Low Quality Literature
+++ title = “07” date = 2019 +++
We have an abundance of low quality literature in our culture.
It used to be that when you wanted to read something interesting, informative, or aligned with your hobbies, you’d seek it out. You’d head to the library or the book store. Perhaps a friend would lend you a copy of their most life-changing book. The term “high quality” is subjective of course – my mother used to read nothing but Harlequinn romance novels at breakfast when I was a kid, but it made her happy, and that it’s important.
See, it’s not the grammar or how well the sentences are constructed, though for some this is a requirement when it comes to high quality literature. It’s about how the writing affects your soul. Perhaps the writing validates your beliefs. That always feels good. But perhaps it challenges your beliefs in such a way that you start to explore the ways in which your opinions might grow. Also good. This could apply to fiction or non-fiction.
But most of what we read today is constructed by our friends, or even worse, re-shared by our friends but written by someone else, someone who we’ve never met and can’t engage with on any meaningful level. This is what I mean by low quality. If I agree with what my social media friends have to say, I feel validated, which feels good, but now there’s an element of social interaction to it. I can re-post, or at least feel like I should re-post. If I disagree with something, I might feel angry, and the anger might leave a residue that sticks around for a while.

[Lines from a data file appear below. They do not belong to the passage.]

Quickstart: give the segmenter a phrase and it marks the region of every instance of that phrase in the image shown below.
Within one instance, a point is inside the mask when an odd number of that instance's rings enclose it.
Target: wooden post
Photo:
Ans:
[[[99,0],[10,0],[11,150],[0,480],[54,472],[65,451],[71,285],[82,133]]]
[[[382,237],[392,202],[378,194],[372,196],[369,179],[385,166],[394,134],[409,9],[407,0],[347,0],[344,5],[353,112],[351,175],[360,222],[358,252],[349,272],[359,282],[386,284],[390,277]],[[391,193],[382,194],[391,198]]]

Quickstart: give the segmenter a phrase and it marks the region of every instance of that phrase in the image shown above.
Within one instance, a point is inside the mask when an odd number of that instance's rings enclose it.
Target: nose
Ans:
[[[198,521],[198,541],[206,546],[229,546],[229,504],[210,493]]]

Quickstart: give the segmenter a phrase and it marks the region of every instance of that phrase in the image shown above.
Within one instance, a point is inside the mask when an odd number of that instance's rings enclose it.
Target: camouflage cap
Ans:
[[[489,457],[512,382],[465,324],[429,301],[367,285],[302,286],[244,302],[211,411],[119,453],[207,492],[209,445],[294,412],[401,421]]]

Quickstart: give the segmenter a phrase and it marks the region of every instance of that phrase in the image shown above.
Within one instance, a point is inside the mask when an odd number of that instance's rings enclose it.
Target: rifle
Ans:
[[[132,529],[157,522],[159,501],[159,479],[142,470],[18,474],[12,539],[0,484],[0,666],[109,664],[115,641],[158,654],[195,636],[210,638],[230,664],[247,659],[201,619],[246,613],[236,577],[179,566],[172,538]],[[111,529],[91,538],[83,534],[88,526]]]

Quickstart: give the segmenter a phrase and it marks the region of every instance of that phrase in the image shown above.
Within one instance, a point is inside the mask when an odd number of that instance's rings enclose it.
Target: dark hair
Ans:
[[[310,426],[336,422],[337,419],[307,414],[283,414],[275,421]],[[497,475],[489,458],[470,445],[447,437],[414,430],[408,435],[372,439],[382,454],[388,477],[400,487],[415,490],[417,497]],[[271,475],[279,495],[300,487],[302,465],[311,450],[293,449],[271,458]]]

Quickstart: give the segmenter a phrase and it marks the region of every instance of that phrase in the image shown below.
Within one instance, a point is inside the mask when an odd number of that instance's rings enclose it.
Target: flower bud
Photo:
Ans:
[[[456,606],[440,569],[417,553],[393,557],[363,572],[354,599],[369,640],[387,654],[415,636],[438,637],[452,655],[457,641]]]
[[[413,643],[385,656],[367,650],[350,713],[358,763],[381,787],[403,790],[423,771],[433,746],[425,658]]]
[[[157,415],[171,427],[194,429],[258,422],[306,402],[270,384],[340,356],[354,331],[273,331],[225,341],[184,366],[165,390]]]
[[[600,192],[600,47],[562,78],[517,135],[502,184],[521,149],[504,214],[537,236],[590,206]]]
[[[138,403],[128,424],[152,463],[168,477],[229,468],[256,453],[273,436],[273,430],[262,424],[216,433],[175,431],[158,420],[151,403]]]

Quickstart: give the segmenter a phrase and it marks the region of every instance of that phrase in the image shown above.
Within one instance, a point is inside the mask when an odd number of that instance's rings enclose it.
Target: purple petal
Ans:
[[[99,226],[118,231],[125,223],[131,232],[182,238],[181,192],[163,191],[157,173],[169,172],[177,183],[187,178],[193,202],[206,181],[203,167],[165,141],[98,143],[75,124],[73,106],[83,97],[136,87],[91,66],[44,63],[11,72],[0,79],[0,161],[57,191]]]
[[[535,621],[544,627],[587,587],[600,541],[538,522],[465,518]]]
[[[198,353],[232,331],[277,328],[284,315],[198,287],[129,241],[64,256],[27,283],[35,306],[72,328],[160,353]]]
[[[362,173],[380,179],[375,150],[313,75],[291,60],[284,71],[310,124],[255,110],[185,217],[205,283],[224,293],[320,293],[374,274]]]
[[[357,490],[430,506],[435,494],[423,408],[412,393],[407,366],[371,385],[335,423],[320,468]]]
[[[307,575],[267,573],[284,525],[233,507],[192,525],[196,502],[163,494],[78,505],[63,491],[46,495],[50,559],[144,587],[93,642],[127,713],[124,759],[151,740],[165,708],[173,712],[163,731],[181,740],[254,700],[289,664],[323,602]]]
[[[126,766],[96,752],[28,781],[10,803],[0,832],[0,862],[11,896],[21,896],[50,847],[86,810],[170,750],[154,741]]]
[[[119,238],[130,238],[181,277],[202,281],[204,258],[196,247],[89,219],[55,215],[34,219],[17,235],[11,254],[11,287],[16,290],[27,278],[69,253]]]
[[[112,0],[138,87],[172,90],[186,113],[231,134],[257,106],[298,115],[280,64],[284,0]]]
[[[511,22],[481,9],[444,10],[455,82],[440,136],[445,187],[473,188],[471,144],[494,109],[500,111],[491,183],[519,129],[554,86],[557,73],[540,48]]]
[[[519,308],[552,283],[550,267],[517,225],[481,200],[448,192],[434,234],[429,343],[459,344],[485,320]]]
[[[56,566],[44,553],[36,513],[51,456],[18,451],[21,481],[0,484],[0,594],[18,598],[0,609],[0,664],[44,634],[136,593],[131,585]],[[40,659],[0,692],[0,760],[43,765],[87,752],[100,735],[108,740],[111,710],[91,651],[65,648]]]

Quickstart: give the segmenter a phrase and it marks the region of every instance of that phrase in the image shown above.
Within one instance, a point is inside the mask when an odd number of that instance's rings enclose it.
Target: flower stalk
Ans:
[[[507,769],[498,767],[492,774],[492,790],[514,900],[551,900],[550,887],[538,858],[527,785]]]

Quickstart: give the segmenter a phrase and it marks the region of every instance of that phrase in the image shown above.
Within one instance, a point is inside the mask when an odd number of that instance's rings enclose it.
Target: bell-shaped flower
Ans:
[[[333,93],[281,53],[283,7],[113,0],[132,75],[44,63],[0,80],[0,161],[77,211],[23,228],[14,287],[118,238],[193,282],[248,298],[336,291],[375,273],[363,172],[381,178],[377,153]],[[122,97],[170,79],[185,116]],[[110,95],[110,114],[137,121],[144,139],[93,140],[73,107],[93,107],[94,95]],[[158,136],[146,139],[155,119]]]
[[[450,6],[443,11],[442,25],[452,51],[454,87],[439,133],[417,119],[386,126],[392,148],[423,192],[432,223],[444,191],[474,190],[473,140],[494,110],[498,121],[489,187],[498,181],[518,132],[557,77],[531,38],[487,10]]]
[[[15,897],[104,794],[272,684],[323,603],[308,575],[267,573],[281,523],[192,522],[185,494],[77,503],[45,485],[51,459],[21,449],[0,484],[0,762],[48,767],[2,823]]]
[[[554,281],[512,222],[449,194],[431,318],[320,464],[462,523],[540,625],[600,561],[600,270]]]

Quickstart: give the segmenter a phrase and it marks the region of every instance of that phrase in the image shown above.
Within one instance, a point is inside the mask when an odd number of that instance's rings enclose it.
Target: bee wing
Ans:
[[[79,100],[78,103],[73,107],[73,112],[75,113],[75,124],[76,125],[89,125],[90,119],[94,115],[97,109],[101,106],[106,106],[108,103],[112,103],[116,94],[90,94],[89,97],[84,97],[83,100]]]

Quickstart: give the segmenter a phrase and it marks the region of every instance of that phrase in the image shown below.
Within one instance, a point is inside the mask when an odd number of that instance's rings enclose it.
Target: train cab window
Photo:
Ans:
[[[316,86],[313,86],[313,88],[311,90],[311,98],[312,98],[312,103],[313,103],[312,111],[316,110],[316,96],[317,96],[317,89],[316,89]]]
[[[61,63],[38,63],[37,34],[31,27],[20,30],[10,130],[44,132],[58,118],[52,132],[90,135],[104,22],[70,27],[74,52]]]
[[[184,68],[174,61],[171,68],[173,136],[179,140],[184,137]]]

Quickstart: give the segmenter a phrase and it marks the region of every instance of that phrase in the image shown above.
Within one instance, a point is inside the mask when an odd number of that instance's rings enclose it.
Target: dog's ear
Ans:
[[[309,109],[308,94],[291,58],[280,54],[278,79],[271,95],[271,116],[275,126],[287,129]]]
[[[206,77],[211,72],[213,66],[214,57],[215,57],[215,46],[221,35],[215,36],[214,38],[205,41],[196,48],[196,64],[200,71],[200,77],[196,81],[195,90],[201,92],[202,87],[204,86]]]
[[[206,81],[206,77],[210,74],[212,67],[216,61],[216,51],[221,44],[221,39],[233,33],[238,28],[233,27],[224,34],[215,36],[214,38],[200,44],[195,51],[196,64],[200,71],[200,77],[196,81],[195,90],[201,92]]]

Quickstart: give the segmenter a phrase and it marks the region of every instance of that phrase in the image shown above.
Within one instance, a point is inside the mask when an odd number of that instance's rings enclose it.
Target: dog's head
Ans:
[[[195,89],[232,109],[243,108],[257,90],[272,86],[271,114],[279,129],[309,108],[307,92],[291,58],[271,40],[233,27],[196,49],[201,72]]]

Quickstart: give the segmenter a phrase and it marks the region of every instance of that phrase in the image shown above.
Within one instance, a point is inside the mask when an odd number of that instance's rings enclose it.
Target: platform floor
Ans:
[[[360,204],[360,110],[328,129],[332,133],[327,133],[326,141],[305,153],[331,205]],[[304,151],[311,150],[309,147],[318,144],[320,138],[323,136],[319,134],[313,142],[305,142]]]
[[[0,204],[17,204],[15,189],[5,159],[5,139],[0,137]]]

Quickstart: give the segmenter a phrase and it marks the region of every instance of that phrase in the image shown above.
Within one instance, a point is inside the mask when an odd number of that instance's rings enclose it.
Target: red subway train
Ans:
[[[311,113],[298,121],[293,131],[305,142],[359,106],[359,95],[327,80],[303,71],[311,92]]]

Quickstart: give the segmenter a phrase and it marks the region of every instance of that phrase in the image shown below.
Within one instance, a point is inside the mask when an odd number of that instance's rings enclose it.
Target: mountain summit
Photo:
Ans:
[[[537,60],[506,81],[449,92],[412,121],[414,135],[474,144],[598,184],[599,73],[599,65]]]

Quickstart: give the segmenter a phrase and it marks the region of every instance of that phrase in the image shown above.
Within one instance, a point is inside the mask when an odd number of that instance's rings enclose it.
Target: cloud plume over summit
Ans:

On the other hand, with high quality literature, the point isn’t to grab my eyeballs or clicks; it’s to open my mind. You know how you can tell the difference between literature that opens your mind compared to literature that just provides a knee-jerk reaction? After you read it, you keep it to yourself for a while. Or maybe you share it with your partner. But you know, inherently, that these are ideas meant for digestion before regurgitation.
Out there on the web? It’s nothing but barely digested Cheetos being spat onto the sidewalk.
If I made a pie chart of the amount of text I consumed and then color coded it by “high quality and low quality” it would very likely be something like 90% low quality and 10% high quality.
But still, I’m interested in what my friends have to say. Perhaps not all of them. I don’t exactly know what to do about this, but I do know it’s a problem.